The 20-year old company says the transatlantic market suffers from poor competition and high fares, especially in the premium category.
It would be JetBlue’s first foray into Europe – it currently operates in the US, the Caribbean and Latin America.
It is expected to make a decision on the routes this year.
JetBlue has an option to convert some A321neo aircraft that it ordered from European manufacturer Airbus in 2016 to the long range version.
A spokesman for JetBlue said: “We plan to announce our decision on the long range version of the A321 in 2019.”
He added: “Potential routes to Europe could provide us an opportunity to grow our focus cities of Boston and New York as we consider the best use of our aircraft from a margin perspective in those cities.”
Adding to speculation about new routes, the company recently told staff that it would hold a “chat about JetBlue’s vision and strategy” on 10 April.
Last year, JetBlue’s chief executive Robin Hayes said the rates that some airlines charge for business class flights between New York and London were “obscene”.
Speaking at the Aviation Festival in London in September, he said: “When we see that, we know that we can do that a lot cheaper.
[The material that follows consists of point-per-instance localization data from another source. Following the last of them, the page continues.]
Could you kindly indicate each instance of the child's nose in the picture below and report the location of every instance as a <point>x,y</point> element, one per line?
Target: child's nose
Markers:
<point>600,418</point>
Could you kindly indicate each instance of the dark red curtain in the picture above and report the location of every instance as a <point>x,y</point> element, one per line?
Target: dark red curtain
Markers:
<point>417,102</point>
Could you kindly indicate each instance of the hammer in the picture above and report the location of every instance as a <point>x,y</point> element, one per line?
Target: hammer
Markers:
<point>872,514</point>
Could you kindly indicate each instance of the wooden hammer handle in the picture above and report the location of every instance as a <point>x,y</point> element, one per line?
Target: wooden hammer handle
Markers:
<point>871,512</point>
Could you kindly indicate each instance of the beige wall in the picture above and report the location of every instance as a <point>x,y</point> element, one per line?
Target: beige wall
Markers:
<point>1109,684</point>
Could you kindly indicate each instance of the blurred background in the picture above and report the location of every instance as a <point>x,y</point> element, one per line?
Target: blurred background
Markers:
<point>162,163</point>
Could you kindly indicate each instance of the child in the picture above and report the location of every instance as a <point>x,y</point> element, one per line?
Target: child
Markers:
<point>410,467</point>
We think it’s a good opportunity and when the time is right to take advantage, we may very well do that.”
British Airways and American Airlines as well the partnership between Air France-KLM, Delta and Virgin Atlantic have traditionally dominated transatlantic routes.
But carriers such as Norwegian Air Shuttle, Wow and Primera have emerged in recent years to offer lower cost alternatives.
However, Norwegian recently announced plans to raise 3bn Norwegian kroner (£260m) after reporting a loss for the full year.
International Airlines Group, which owns BA, had considered making a bid for Norwegian and acquired shares in the company.
But it said in January that it would not make an offer for Norwegian and would sell its 3.9 percent stake in the airline.